Да и к музыке у этой правнучки исключительно даровитого композитора не было настоящего художественного отношения. У нее был несколько слабый слух, она знала всего одну пьеску наизусть (ту самую, которую она когда-то выучила для выпускного экзамена в Смольном институте), а когда она разбирала по нотам, ей с трудом давался счет и особенно ритм. В опере, в которой она бывала почти каждую неделю, она больше дивилась фиоритурам и колоратурам, нежели настоящим музыкальным достоинствам; наконец, в игре на рояле она ценила только беглость пальцев и не входила в обсуждение того, как вообще следует понять то или другое произведение.
При всей мамочкиной природной "прозаичности" всё же никак нельзя сказать, чтобы в целом ее облик был лишен поэтичности, и еще менее, чтобы она страдала какой-то сухостью души. Напротив, она была настоящей музой моего отца и всего нашего дома. Одна ее манера думать и излагать свои мысли, ее чуткая правдивость, ее глубокое понимание других (понять - простить, была одной из ее постоянных поговорок), ее терпимость, ее беспредельная доброта, заставлявшая ее всегда и во всем жертвовать собой и совершенно отрешаться от каких бы то ни было личных утех, всё это вместе производило то, что она как-то вся светилась изнутри. Она представляла собой удивительно цельную и на редкость выдержанную человеческую личность. Иногда мне казалось, что ее печалит ее собственная неспособность разделять художественные эмоции окружающих, тогда как "излияния художественных чувств" были в нашем доме чем-то обыденным. Мне становилось жаль ее, когда она признавалась, что "ничего не видит там, где я видел чуть ли не отверстые небеса". Однако, быть может, именно то, что она была "бездарна на художественные переживания" способствовало тому, что она была такой "чудесной женщиной". Будь в ней больше какого-либо эстетического начала - я убежден, это нарушило бы ее моральный облик.

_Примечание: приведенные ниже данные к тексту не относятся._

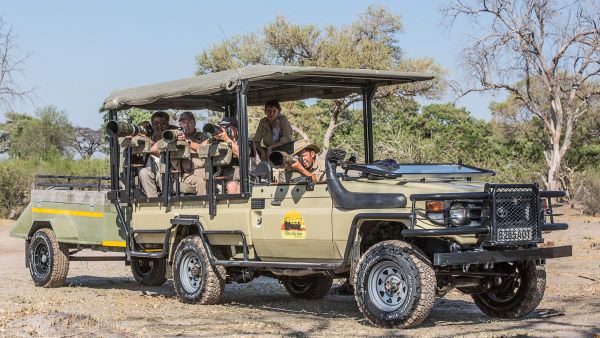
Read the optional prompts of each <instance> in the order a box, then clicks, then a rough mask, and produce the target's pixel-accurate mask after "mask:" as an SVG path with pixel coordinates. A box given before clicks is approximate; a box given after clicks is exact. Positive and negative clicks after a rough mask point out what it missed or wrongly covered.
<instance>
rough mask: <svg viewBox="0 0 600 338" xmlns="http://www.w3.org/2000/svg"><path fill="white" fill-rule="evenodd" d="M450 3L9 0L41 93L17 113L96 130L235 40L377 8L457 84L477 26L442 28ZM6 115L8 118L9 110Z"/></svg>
mask: <svg viewBox="0 0 600 338" xmlns="http://www.w3.org/2000/svg"><path fill="white" fill-rule="evenodd" d="M443 3H444V2H443V1H419V2H415V1H410V2H409V1H399V0H389V1H370V2H369V1H356V0H345V1H323V0H320V1H314V0H303V1H282V0H279V1H271V0H261V1H233V0H230V1H213V2H208V1H116V0H104V1H99V0H96V1H74V0H73V1H59V0H57V1H9V0H0V16H2V17H3V19H4V21H5V23H6V24H8V25H10V26H12V28H13V30H14V32H15V33H16V35H17V44H18V47H19V50H18V51H17V53H18V54H19V55H21V56H24V55H30V56H29V58H28V59H27V62H26V64H25V70H26V71H25V72H24V74H22V75H20V76H18V77H17V82H18V84H19V87H20V88H21V89H31V88H35V89H34V93H35V95H34V96H33V97H32V102H16V103H14V104H13V105H12V106H11V108H12V109H13V110H15V111H19V112H25V113H33V112H34V111H35V109H37V108H40V107H44V106H46V105H55V106H57V107H58V108H59V109H64V110H65V111H66V112H67V114H68V115H69V118H70V119H71V121H72V122H73V123H74V124H75V125H77V126H82V127H91V128H97V127H98V126H99V124H100V120H101V115H100V114H99V113H98V108H99V107H100V105H101V103H102V101H103V99H104V98H105V97H106V96H108V94H109V93H110V92H111V91H112V90H115V89H120V88H127V87H132V86H138V85H143V84H149V83H156V82H162V81H169V80H174V79H178V78H183V77H188V76H191V75H193V74H194V71H195V69H196V66H195V56H196V55H198V54H199V53H200V52H201V51H202V50H203V49H205V48H208V47H210V46H211V45H213V44H215V43H217V42H220V41H222V40H224V39H225V37H226V36H227V37H229V36H233V35H237V34H243V33H248V32H258V31H259V30H260V28H262V27H263V26H264V25H265V24H267V23H269V22H271V21H273V19H274V18H275V17H276V16H277V15H283V16H285V17H287V18H288V19H289V20H290V21H291V22H294V23H298V24H309V23H310V24H315V25H317V26H320V27H323V26H326V25H335V26H340V25H348V24H350V23H352V22H353V21H355V20H356V19H357V16H358V15H359V14H360V13H361V12H363V11H364V10H365V9H366V8H367V7H368V6H369V4H378V5H383V6H386V7H387V8H388V9H389V10H390V11H391V12H393V13H395V14H400V15H401V16H402V21H403V25H404V33H403V34H402V35H401V36H400V37H399V41H400V45H401V48H402V49H403V51H404V53H405V56H406V57H409V58H418V57H432V58H434V59H435V60H436V61H437V62H438V63H439V64H441V65H442V66H443V67H445V68H446V69H447V70H448V71H449V78H450V79H453V80H456V81H460V80H461V79H464V78H465V76H467V75H466V74H464V72H463V70H461V69H460V68H459V63H460V49H461V46H462V45H463V44H464V42H465V40H464V39H465V37H466V36H467V35H468V34H469V29H470V27H468V26H466V25H458V26H455V27H454V28H453V29H452V30H449V29H448V28H447V27H445V26H443V25H442V24H441V21H442V16H441V13H440V11H439V8H440V6H441V5H442V4H443ZM454 99H455V97H452V96H448V97H445V98H443V99H441V100H439V101H435V102H447V101H449V100H454ZM501 99H502V97H494V96H491V95H490V94H470V95H469V96H467V97H464V98H461V99H460V100H458V101H457V105H459V106H464V107H466V108H467V109H468V110H469V111H471V113H472V114H473V115H474V116H475V117H478V118H485V119H489V118H490V112H489V108H488V106H489V103H490V101H491V100H501ZM423 103H431V101H427V102H423ZM0 109H1V110H0V113H2V114H1V115H2V116H3V115H4V114H3V113H4V112H5V111H6V110H7V108H4V107H3V108H0ZM2 119H3V117H0V121H1V120H2Z"/></svg>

В ней маловерующей, не понимавшей фантазии, поэзии, религии и церкви, всё же светилась несомненная благодать Божия. Бездарная на искусства, она была одарена "гениальностью сердца"...
Здесь в моих мемуарах не место распространяться о художественной карьере моего отца. Она достойна целой отдельной книги и таковую затевал мой брат Леонтий, успевший даже изготовить клишэ для таблиц и иллюстраций к этой монографии (лишь революция помешала исполнить его намерение, сопряженное с большими расходами). Но в нескольких словах мне всё же нужно рассказать, кем был мой отец как художник и каково было его общественное положение. Мне эту задачу облегчает то, что, хотя я и застал отца уже на склоне лет, мне всё же казалось, благодаря его рассказам и его бесчисленным рисункам, точно я его знал и в те времена, когда он маленьким мальчиком посещал Петершуле и тогда, когда благодаря повелению его крестной матери, императрицы Марии Федоровны, он был зачислен учеником Академии художеств, где он и прошел курс архитектуры, блестяще окончив его с большой золотой медалью. Благодаря рассказам папы дальнейшие происшествия его жизни приобретали еще большую отчетливость и яркость. Четыре года по окончании Академии, он проводит в Москве, участвуя, под руководством знаменитого Константина Тона, в постройке грандиозного храма Спасителя, а в 1840 году он отправляется в заграничное путешествие, право и средства на которое давала золотая медаль, полученная еще в 1836 году.